Luna-25 will be contacted at the Space communications «Bear Lakes» using the TNA-1500 antenna.
What Luna can do -25″
The station was created at the NPO named after Lavochkin. All automatic spacecraft were designed there in the Soviet Union, then in Russia. «Luna-25» with equipment weighs 1750 kilograms. It has engines, antennas, solar panels, batteries, a radioisotope thermoelectric generator, control units, and various sensors. Surveillance cameras will film the landing process. Almost everything on board is domestic and new. At this stage, it is necessary to work out the engines, equipment, thermal conditions, security systems.
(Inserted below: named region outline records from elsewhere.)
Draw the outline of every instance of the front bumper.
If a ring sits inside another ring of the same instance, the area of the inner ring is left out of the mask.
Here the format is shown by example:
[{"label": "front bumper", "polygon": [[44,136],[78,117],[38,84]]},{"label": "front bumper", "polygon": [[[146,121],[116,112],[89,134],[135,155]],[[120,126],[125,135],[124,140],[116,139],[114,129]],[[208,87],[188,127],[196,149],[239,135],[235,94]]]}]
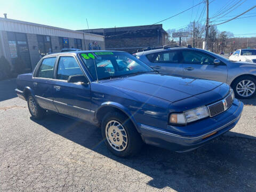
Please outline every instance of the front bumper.
[{"label": "front bumper", "polygon": [[[243,106],[242,102],[235,99],[226,111],[183,126],[181,134],[169,131],[169,125],[167,129],[163,130],[140,124],[141,136],[147,144],[177,152],[188,151],[205,145],[233,128],[240,118]],[[181,129],[179,126],[172,128]],[[201,130],[204,132],[201,132]]]}]

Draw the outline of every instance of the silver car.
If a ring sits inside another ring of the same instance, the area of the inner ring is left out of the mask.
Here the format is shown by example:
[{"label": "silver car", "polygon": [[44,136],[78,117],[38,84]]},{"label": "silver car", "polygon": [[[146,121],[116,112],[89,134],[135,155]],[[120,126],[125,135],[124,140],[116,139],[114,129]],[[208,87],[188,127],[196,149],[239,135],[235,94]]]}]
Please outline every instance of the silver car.
[{"label": "silver car", "polygon": [[256,65],[234,62],[196,48],[164,47],[134,54],[161,73],[222,82],[230,85],[236,97],[249,99],[256,94]]}]

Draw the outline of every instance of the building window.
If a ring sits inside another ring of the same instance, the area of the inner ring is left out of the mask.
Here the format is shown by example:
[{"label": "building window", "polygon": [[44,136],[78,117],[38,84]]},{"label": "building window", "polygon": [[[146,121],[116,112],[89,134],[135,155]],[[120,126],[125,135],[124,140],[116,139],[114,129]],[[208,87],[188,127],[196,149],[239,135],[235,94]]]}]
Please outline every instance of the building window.
[{"label": "building window", "polygon": [[52,53],[52,45],[50,36],[37,35],[37,42],[38,43],[39,54],[42,57]]},{"label": "building window", "polygon": [[82,39],[74,39],[74,43],[75,44],[75,47],[76,49],[82,50]]},{"label": "building window", "polygon": [[59,41],[60,42],[60,49],[69,48],[69,44],[68,43],[68,38],[67,37],[59,37]]},{"label": "building window", "polygon": [[7,32],[12,63],[17,73],[31,71],[32,67],[26,34]]}]

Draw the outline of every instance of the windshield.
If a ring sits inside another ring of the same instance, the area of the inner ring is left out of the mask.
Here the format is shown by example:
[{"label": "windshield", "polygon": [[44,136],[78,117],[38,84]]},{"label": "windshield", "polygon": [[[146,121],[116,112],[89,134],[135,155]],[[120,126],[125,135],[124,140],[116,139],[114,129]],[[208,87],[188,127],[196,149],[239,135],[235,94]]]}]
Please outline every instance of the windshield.
[{"label": "windshield", "polygon": [[97,80],[97,77],[100,80],[153,71],[128,53],[95,52],[81,53],[79,55],[94,81]]},{"label": "windshield", "polygon": [[241,55],[256,55],[256,50],[243,50],[241,51]]}]

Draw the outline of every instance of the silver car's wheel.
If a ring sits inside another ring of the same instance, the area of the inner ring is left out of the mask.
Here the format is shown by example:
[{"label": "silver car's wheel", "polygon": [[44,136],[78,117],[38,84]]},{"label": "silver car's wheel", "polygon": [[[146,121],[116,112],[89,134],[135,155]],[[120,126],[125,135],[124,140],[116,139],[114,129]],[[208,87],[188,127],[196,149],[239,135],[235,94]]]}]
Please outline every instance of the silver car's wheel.
[{"label": "silver car's wheel", "polygon": [[105,131],[106,138],[114,149],[122,151],[126,149],[128,142],[127,133],[121,123],[111,120],[107,123]]},{"label": "silver car's wheel", "polygon": [[29,98],[29,100],[28,101],[28,107],[29,107],[29,109],[32,115],[36,116],[37,105],[35,102],[35,100],[32,97]]},{"label": "silver car's wheel", "polygon": [[255,85],[250,80],[242,80],[236,85],[236,92],[242,97],[250,97],[255,92]]}]

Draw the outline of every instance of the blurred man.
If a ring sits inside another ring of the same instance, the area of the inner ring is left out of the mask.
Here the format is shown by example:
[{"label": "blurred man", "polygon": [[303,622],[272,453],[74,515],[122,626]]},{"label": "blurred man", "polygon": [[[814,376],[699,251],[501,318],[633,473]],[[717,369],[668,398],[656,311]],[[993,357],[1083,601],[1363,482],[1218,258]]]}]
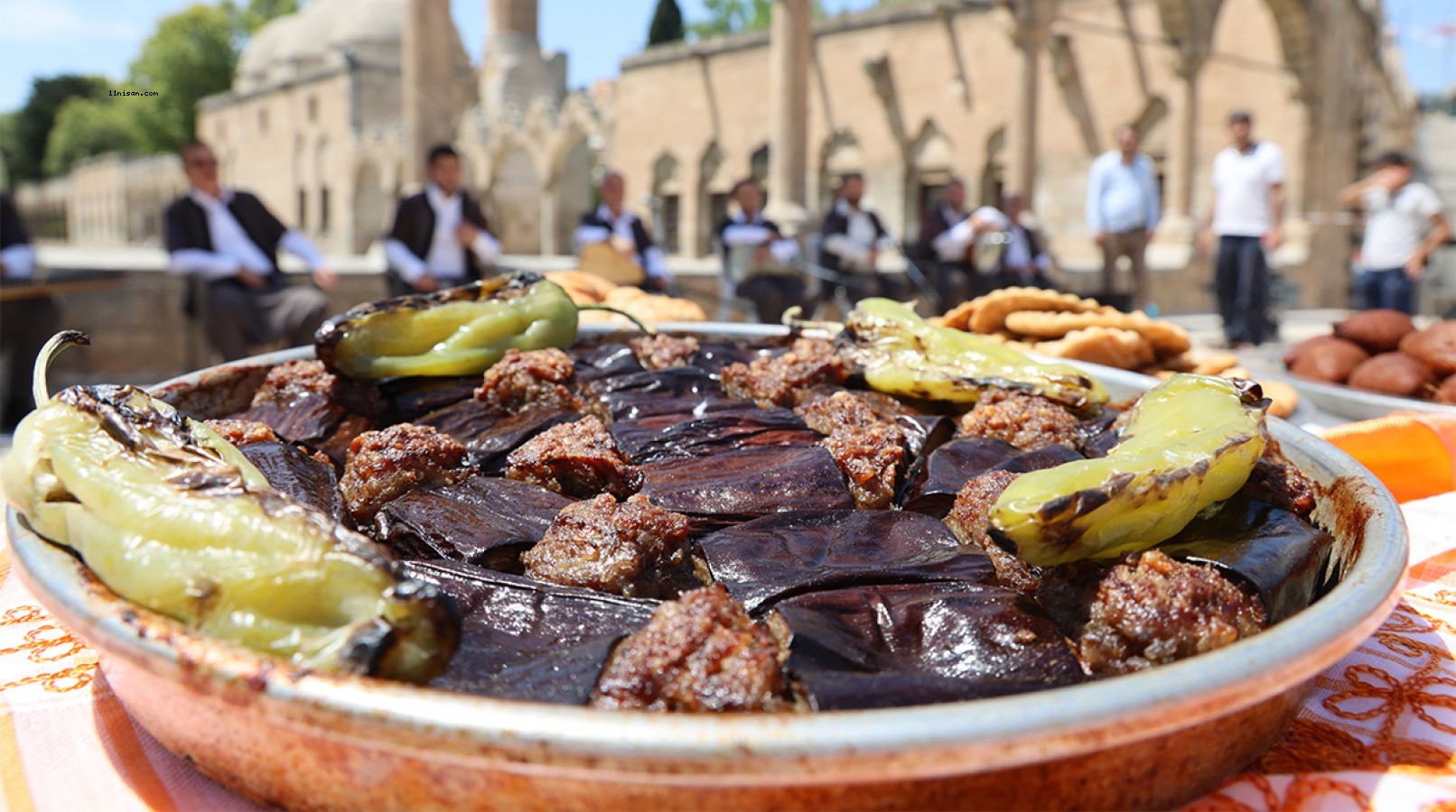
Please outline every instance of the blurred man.
[{"label": "blurred man", "polygon": [[1252,138],[1252,116],[1229,115],[1233,143],[1213,159],[1213,199],[1198,233],[1208,253],[1219,237],[1214,288],[1227,346],[1258,346],[1268,329],[1270,271],[1264,252],[1284,244],[1284,153]]},{"label": "blurred man", "polygon": [[1374,173],[1341,189],[1340,202],[1361,207],[1369,215],[1360,246],[1360,306],[1414,316],[1415,284],[1425,274],[1425,260],[1452,233],[1441,199],[1425,183],[1411,180],[1408,156],[1388,153],[1376,162]]},{"label": "blurred man", "polygon": [[[662,250],[652,242],[642,218],[626,210],[628,185],[619,172],[601,178],[598,194],[601,205],[581,215],[577,226],[578,250],[587,246],[607,244],[626,260],[642,271],[641,287],[649,291],[665,291],[673,284]],[[587,266],[585,256],[582,266]]]},{"label": "blurred man", "polygon": [[[35,249],[20,223],[10,195],[0,195],[0,278],[26,281],[35,274]],[[61,326],[61,309],[48,295],[0,303],[0,351],[10,358],[4,400],[0,402],[0,431],[9,432],[35,402],[31,400],[31,371],[35,357]]]},{"label": "blurred man", "polygon": [[431,292],[483,278],[501,256],[480,204],[460,188],[460,156],[448,144],[425,159],[425,191],[399,201],[384,240],[390,292]]},{"label": "blurred man", "polygon": [[[323,291],[338,281],[323,255],[256,196],[218,183],[217,156],[207,144],[183,144],[182,169],[192,191],[166,211],[169,268],[207,282],[204,329],[213,348],[234,361],[249,346],[278,339],[312,343],[329,306]],[[280,249],[307,262],[322,290],[290,285],[278,269]]]},{"label": "blurred man", "polygon": [[[1137,151],[1137,130],[1124,124],[1115,132],[1117,148],[1092,162],[1088,176],[1088,230],[1102,247],[1102,292],[1117,291],[1117,260],[1133,265],[1133,309],[1147,304],[1147,243],[1158,230],[1158,169]],[[1112,297],[1109,295],[1108,300]]]},{"label": "blurred man", "polygon": [[778,325],[789,307],[807,307],[804,275],[789,265],[799,256],[799,243],[764,220],[757,180],[735,183],[732,199],[738,212],[718,224],[724,271],[731,275],[732,292],[759,310],[759,320]]},{"label": "blurred man", "polygon": [[[820,234],[824,237],[824,268],[855,276],[852,304],[872,295],[894,297],[898,285],[878,271],[879,244],[890,237],[875,212],[862,208],[865,176],[858,172],[840,179],[839,198],[824,217]],[[846,285],[847,287],[847,285]]]}]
IKI RAS is responsible for scientific equipment. Several instruments are installed on board the lander. The pride of the developers is the lunar manipulator complex (LMK). This is a robot arm with a bucket and a device for taking soil. Its task is to take samples and send them for analysis to a laser ionization mass spectrometer (LAZMA-LR). A cubic centimeter of lunar earth is enough for that. The most interesting thing is that ice can lie not only in shady places where the sun's rays do not reach, but also in illuminated areas. The robot will have to dig a trench several tens of centimeters deep in order to reach a layer of loose soil interspersed with ice.
The Hadron-LR will search for water — it shoots a beam of neutrons penetrating to a depth of one meter, and analyzes the composition using secondary radiation soil, determines the mass fraction of chemical elements. Another device for searching is an infrared spectrometer (LIS-TV-RPM), designed to measure the absorption lines of chemical elements in a dug trench. The received data will go to Earth. If there is water, it will be detected.